En direct du World Congress of Cardiology (Dubai, 18-21 avril 2012)
Une fiscalité sur les aliments contenant du sel pourrait, chaque année, réduire de 2 à 3% le nombre de décès liés aux maladies cardiovasculaires. Ces données préliminaires sont issues d’une étude américaine présentée au Congrès Mondial de Cardiologie (WCC 2012).
Pilotée par l’université de Harvard, l’étude visait à comparer le rapport entre le coût et l’efficacité de deux interventions : d’une part, la réduction volontaire du sel utilisé par l'industrie agroalimentaire dans la préparation des aliments, et, d’autre part, une taxation du sel. L’intervention était tirée au sort pour être appliquée dans 19 pays en développement, représentant plus de la moitié de la population mondiale.
L’étude a révélé que les deux stratégies permettaient de réduire le nombre de personnes nécessitant un traitement anti-hypertenseur et de diminuer le nombre d’accidents cardiovasculaires : réduction du nombre d'infarctus du myocarde d’environ 1,7% en Chine et 1,5% en Inde. La diminution des accidents vasculaires cérébraux pourrait être respectivement dans ces deux pays de 4,7% et de 4%.
Le sel est abondamment utilisé par l’industrie agro-alimentaire (1), même si on l’ignore le plus souvent, car il s’agit d’un « sel caché ». Cette utilisation extensive s’explique par le fait que le sel est un conservateur très bon marché, en plus d’être un agent de sapidité (additif alimentaire capable d’améliorer la saveur des aliments). La réduction volontaire de l’utilisation de sel par ces industriels se heurte à une profonde inertie. Une taxation permettrait de rendre le recours au sel en tant que conservateur, beaucoup moins rentable, et donc d’accélérer la réduction de son utilisation.

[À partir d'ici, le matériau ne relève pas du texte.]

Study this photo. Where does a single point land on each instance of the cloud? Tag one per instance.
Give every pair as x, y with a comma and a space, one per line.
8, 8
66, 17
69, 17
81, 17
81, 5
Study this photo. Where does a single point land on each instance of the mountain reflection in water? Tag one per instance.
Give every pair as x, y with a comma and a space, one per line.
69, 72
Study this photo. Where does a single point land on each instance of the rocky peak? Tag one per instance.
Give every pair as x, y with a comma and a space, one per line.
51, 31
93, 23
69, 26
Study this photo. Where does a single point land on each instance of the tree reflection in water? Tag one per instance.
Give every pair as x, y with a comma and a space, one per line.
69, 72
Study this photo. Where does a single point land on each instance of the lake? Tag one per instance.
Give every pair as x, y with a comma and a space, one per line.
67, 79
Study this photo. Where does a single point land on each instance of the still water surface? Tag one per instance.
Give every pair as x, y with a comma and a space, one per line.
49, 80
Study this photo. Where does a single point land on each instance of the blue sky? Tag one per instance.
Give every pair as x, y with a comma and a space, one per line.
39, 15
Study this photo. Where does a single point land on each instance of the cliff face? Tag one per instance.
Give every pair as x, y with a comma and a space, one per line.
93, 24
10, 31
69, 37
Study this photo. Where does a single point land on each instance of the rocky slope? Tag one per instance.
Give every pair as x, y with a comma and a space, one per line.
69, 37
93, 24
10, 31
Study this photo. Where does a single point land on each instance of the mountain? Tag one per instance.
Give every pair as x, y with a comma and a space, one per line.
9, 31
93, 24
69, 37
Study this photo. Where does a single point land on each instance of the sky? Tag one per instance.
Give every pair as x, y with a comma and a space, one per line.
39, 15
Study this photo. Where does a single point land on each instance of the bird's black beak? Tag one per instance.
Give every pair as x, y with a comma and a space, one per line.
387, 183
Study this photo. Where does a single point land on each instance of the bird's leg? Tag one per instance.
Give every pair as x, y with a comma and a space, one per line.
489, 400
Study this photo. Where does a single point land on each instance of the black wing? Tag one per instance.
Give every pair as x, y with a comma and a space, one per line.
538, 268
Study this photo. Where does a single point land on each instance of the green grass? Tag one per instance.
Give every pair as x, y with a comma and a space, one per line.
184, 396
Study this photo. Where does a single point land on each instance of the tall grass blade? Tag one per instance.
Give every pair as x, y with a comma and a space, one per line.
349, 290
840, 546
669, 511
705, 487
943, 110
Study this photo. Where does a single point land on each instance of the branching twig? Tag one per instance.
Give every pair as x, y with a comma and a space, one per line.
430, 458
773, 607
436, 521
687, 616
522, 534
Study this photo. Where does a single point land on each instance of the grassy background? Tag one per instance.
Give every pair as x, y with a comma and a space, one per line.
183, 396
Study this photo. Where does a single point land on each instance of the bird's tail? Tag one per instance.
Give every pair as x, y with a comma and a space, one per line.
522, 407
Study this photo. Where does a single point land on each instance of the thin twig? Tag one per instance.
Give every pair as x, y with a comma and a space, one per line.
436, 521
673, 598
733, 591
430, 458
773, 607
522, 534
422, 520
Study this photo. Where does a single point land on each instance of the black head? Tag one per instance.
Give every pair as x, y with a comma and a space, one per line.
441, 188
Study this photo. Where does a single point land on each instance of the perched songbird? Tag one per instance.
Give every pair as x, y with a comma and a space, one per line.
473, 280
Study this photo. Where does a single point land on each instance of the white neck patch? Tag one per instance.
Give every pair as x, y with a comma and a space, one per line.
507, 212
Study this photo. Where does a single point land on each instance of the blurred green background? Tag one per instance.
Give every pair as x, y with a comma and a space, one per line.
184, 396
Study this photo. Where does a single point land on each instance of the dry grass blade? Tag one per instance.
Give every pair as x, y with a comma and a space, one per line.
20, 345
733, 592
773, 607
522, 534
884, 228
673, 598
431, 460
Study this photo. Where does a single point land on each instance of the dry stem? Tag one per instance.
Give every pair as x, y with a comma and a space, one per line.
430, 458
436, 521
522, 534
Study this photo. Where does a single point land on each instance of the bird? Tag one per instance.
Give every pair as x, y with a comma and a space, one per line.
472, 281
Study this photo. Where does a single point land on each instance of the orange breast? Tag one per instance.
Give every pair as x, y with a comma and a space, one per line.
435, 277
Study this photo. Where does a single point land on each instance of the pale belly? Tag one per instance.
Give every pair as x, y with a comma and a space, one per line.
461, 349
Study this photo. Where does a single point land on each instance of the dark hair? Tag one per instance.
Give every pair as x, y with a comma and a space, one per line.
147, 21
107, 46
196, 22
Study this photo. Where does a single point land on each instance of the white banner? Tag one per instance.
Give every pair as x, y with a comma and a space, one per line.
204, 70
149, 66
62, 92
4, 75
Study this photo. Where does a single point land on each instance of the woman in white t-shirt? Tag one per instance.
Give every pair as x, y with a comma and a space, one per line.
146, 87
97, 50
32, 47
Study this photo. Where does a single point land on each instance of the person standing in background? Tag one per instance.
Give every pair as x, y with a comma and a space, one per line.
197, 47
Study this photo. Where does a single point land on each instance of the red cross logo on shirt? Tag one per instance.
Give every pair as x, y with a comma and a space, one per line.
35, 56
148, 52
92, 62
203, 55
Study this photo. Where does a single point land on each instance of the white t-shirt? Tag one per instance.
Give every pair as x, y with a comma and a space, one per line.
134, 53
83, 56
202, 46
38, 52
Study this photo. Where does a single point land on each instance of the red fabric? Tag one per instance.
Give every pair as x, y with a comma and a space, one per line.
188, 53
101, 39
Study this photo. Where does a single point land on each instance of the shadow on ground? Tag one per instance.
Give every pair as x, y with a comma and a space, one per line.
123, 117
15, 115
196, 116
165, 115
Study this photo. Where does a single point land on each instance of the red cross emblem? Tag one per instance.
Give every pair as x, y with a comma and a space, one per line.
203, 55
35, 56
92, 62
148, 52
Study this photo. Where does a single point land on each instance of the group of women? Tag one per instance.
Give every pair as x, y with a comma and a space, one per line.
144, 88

Un apport trop important en sel a des implications majeures pour la santé du cœur et des vaisseaux sanguins. Une relation directe a été établie depuis longtemps entre l'apport quotidien en sel et l'hypertension artérielle (élévation de la pression à l’intérieure des artères). A l’inverse, les études ont révélé que la diminution de l'apport quotidien en sel est directement associée à une baisse de la pression artérielle.
Une pression artérielle élevée, et qui n'est pas traitée, peut augmenter considérablement le risque de développer une maladie cardiovasculaire. Le traitement de l'hypertension artérielle permet d’obtenir une réduction importante du risque d'accident vasculaire cérébral et du risque d'infarctus du myocarde, mais il a un coût économique important. L’hypertension artérielle est donc l'un des principaux facteurs de risque de décès prématuré qui est évitable.
Les résultats de cette étude démontrent donc que les stratégies pour réduire, même de façon modeste, la consommation de sel, et surtout le « sel caché » dans l’alimentation, pourrait conduire à des réductions importantes de la mortalité par maladies cardiovasculaires. En réduisant l’importance de la prise en charge médicale de ces maladies, ceci ce traduirait également par des économies de dépenses de santé.
(1) Les niveaux requis de réduction du sel dans les produits alimentaires ont été fixés à partir de la UK Food Standards Agency. Ces recommandations avaient conduit à une réduction de 9,5% de l'apport net de sel au Royaume-Uni. Une augmentation des taxes de 40% sur les prix du sel pour l'industrie (c’est-à-dire du même niveau que celle généralement appliquée sur le tabac) avait permis une réduction de 6% de la consommation dans des travaux antérieurs.